Shite-hawk (also spelled shitehawk) or shit-hawk or shitty hawk is a slang name applied to various birds of prey that exhibit scavenging behaviour, originally and primarily the black kite, although the term has also been applied to other birds such as the herring gull.  It is also a slang derogatory term for an unpleasant person.

Origin of the term
The term "shite-hawk" is believed to have originated as military slang by the British Army in India and Egypt, as a derogatory term for the black kite (Milvus migrans), which was despised by soldiers for its habit of stealing food from their plates:

Eric Partridge, an etymologist, claimed that the term was used to refer to the vulture by the soldiers in the British Army in India during the period 1870–1947, although the earliest recorded use of the term in print in the Oxford English Dictionary is 1944.  In recent years, in the United Kingdom, the term "shite-hawk" has also been applied to the herring gull (Larus argentatus), which is known for its mobbing and scavenging behaviour.

Referring to the red kite
Although "shite-hawk" originally referred to the black kite in India and elsewhere, and British naturalists Mark Cocker and Richard Mabey explicitly note that the "red kite never suffered the indignity of its relative's nickname", in recent years, following the successful reintroduction of the red kite into Scotland and England during the 1990s, the term has also started to be used for the red kite in Britain, apparently due to confusion between the two species of kite.  Thus, in 1999, Lord Burton announced in the House of Lords that "[p]ossibly one of the most highly protected birds today is the [red] kite, known by the British Army throughout the world as a shite-hawk".

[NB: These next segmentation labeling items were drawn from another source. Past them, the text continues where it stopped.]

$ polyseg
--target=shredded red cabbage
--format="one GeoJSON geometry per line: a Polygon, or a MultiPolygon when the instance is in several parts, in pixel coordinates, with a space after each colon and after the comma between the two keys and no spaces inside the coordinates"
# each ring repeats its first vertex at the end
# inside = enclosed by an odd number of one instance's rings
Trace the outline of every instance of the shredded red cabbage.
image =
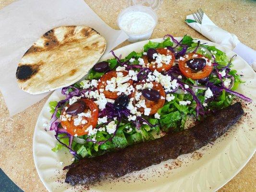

In March 2011, BBC Radio 4 broadcast a radio programme called The Kestrel and Red Kite, in which presenter Rod Liddle repeatedly asserted that the red kite (Milvus milvus) was historically known as the shite-hawk in England.  However, he provided no evidence for this assertion, and the only other references to the red kite being called a shite-hawk in medieval times are very recent, for example a historical novel published in 2011 (but set in 1513), and in a poem written by Christopher Hodgson (published 2005):

And in Medieval times, with waste piled publicly,
Its habit of scavenging in sewage
Earned it the sobriquet, "Shite hawk" — Red Kite by Christopher Hodgson

Other uses
The name was used in the television series Trailer Park Boys by character Jim Lahey, who is known for using metaphors with the slang "shit". The character used the slang again in the Trailer Park Boys film.
Military badges depicting birds of prey are also sometimes referred to as shite-hawks.  Examples include the eagle badge on the sleeves of the 4th Indian Division of the British Indian Army, and the eagle on the left breast pocket of members of Pathfinder squadrons in the Royal Air Force.
The term "shitehawk" has also been used as a derogatory term for an offensive or unpleasant person, equivalent to the word "shit".  For example: in 1997, the band Half Man Half Biscuit described the driver of a car parked on the pavement as "a thoughtless shitehawk" in the song He who would Valium take on their album Voyage to the Bottom of the Road.
Charlie Brooker used the term in an episode of Newswipe when referring to an American news anchor who patronised Susan Boyle. He was referring to the anchor saying the word "gobsmacked" was one of her "favourite British words".
The Senior Rates’ mess at RNAS Culdrose is called the Shy Talk Inn.
In the BBC series Steptoe and Son, Harold uses the phrases "more meat on a Bombay shitehawk" referring to Albert's emaciated appearance, and "eyes like a shitehawk".